Neuropharmacology. 2020 Dec 15;181:108306. doi: 10.1016/j.neuropharm.2020.108306. Epub 2020 Sep 15.
Epigenetic pharmacotherapy for CNS-related diseases is a burgeoning area of research. In particular, members of the bromodomain and extra-terminal domain (BET) family of proteins have emerged as intriguing therapeutic targets due to their putative involvement in an array of brain diseases. With their ability to bind to acetylated histones and act as a scaffold for chromatin modifying complexes, BET proteins were originally thought of as passive epigenetic 'reader' proteins. However, new research depicts a more complex reality where BET proteins act as key nodes in lineage-specific and signal-dependent transcriptional mechanisms to influence disease-relevant functions. Amid a recent wave of drug development efforts from basic scientists and pharmaceutical companies, BET inhibitors are currently being studied in several CNS-related disease models, but safety and tolerability remain a concern. Here we review the progress in understanding the neurobiological mechanisms of BET proteins and the therapeutic potential of targeting BET proteins for brain health and disease.

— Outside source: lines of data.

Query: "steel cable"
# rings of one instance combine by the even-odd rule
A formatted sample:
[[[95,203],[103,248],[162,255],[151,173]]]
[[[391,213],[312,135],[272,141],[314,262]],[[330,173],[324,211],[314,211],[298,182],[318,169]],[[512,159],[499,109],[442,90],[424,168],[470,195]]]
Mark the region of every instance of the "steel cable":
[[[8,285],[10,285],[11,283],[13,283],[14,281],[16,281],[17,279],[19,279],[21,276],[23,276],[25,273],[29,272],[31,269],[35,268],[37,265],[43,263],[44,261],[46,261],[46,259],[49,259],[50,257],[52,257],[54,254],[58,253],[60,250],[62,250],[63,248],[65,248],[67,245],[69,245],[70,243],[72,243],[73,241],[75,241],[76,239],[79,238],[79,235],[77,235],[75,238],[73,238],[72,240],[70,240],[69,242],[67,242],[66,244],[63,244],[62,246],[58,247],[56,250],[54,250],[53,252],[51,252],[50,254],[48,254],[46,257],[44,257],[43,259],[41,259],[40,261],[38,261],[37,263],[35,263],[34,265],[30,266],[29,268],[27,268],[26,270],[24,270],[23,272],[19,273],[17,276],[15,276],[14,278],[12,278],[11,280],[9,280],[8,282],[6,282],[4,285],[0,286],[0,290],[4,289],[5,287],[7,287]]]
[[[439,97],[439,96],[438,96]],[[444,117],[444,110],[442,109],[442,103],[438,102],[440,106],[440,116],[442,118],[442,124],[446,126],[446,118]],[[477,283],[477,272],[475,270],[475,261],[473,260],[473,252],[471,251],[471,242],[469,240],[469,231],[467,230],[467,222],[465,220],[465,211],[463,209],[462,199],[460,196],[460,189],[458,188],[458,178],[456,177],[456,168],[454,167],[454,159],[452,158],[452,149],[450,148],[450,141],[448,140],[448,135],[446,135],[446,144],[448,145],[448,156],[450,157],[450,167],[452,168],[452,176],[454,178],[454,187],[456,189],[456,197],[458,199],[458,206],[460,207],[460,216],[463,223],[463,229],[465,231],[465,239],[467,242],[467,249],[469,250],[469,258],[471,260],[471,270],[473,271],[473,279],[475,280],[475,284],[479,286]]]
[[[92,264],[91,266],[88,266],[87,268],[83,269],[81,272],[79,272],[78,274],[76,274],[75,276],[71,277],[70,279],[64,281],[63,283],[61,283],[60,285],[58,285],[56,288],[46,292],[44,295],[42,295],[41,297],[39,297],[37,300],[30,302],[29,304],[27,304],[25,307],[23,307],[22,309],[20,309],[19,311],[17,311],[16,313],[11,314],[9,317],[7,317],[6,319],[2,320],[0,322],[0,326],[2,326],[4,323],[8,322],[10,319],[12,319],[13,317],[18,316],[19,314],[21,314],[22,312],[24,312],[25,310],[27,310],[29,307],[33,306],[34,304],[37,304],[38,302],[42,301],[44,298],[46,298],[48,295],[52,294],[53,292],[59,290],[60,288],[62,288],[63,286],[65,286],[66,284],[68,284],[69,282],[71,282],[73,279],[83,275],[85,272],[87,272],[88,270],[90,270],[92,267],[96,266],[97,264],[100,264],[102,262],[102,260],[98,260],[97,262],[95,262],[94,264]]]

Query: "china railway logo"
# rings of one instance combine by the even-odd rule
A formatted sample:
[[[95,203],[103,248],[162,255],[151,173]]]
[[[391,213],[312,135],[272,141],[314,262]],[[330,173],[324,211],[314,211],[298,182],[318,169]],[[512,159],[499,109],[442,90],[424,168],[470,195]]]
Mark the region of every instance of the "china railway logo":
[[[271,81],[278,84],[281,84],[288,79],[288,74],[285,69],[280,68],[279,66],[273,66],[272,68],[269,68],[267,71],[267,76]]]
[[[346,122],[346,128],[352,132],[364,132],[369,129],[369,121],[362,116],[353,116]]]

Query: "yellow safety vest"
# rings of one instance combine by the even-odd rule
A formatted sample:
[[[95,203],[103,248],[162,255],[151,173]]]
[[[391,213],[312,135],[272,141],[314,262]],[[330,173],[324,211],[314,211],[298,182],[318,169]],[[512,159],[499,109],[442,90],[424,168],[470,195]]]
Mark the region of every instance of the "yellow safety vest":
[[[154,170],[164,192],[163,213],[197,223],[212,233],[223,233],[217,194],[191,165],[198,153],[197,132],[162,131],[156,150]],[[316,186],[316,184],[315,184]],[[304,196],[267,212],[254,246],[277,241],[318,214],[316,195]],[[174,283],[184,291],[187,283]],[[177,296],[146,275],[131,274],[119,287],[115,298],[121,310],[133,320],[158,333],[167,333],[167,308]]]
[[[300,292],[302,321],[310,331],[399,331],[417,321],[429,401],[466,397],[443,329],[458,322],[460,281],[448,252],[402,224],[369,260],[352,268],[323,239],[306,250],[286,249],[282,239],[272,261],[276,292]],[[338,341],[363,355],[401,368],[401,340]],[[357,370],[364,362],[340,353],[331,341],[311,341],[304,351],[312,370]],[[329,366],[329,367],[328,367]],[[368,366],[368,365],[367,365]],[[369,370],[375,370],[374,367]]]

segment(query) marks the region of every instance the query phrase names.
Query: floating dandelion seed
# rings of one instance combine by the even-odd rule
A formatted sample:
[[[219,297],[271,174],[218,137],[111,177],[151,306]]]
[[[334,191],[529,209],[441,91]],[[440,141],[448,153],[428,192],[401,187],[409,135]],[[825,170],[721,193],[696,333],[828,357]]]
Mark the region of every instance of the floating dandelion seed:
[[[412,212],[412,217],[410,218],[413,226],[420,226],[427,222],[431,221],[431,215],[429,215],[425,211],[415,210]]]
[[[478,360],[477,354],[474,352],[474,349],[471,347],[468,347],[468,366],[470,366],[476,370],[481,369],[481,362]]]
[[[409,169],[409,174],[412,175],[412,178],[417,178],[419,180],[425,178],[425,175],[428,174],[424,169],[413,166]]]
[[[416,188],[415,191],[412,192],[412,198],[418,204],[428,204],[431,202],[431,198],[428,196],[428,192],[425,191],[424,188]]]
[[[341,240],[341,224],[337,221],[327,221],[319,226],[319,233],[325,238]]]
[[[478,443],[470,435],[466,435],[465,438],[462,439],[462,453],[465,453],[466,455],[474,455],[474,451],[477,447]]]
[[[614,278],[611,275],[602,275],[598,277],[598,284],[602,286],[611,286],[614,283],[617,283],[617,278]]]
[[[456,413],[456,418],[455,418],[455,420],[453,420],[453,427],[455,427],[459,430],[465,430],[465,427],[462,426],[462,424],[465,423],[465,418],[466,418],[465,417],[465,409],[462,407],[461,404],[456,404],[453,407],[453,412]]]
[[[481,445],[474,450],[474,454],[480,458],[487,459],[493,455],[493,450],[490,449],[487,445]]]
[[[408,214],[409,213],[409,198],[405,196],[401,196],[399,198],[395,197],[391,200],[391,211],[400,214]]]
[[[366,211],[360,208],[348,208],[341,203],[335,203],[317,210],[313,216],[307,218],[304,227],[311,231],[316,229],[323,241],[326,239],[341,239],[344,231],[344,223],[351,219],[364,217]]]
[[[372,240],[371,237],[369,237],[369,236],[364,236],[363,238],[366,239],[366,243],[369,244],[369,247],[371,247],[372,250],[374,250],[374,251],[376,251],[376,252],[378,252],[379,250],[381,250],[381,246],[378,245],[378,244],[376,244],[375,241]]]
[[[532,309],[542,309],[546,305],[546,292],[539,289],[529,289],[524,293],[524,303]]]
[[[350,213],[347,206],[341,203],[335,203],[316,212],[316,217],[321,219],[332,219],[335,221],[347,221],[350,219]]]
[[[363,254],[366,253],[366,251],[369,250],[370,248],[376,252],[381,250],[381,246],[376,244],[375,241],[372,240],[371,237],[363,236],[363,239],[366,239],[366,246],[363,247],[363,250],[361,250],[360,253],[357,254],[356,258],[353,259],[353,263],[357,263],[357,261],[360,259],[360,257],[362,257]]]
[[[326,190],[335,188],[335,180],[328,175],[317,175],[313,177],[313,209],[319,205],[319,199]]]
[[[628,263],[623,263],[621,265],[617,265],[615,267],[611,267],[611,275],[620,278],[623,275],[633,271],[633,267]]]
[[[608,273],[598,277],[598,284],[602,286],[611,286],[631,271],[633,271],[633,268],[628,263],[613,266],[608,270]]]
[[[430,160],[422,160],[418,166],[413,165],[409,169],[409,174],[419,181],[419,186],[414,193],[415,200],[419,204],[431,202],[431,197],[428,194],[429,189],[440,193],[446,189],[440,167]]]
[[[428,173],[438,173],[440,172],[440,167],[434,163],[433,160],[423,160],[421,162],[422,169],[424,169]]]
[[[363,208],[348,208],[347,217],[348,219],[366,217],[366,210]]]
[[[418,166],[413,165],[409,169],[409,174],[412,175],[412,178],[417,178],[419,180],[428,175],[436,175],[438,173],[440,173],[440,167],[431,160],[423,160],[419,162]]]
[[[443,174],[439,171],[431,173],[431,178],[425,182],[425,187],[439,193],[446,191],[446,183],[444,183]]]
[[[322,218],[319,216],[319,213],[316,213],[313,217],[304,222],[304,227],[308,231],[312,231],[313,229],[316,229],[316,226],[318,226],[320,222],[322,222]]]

针对中枢神经系统相关疾病的表观遗传药理学治疗是一个新兴的研究领域。特别是,溴结构域和末端结构域(BET)蛋白家族的成员由于其在多种脑部疾病中的潜在作用,已成为引人注目的治疗靶点。由于它们能够与乙酰化组蛋白结合,并作为染色质修饰复合物的支架,BET 蛋白最初被认为是被动的表观遗传“读取器”蛋白。然而,新的研究描绘了一个更为复杂的现实,即 BET 蛋白作为谱系特异性和信号依赖性转录机制中的关键节点,影响与疾病相关的功能。在基础科学家和制药公司最近一波药物研发努力中,BET 抑制剂目前正在几种与中枢神经系统相关的疾病模型中进行研究,但安全性和耐受性仍是一个关注点。在这里,我们综述了对 BET 蛋白的神经生物学机制的理解进展,以及针对 BET 蛋白治疗大脑健康和疾病的治疗潜力。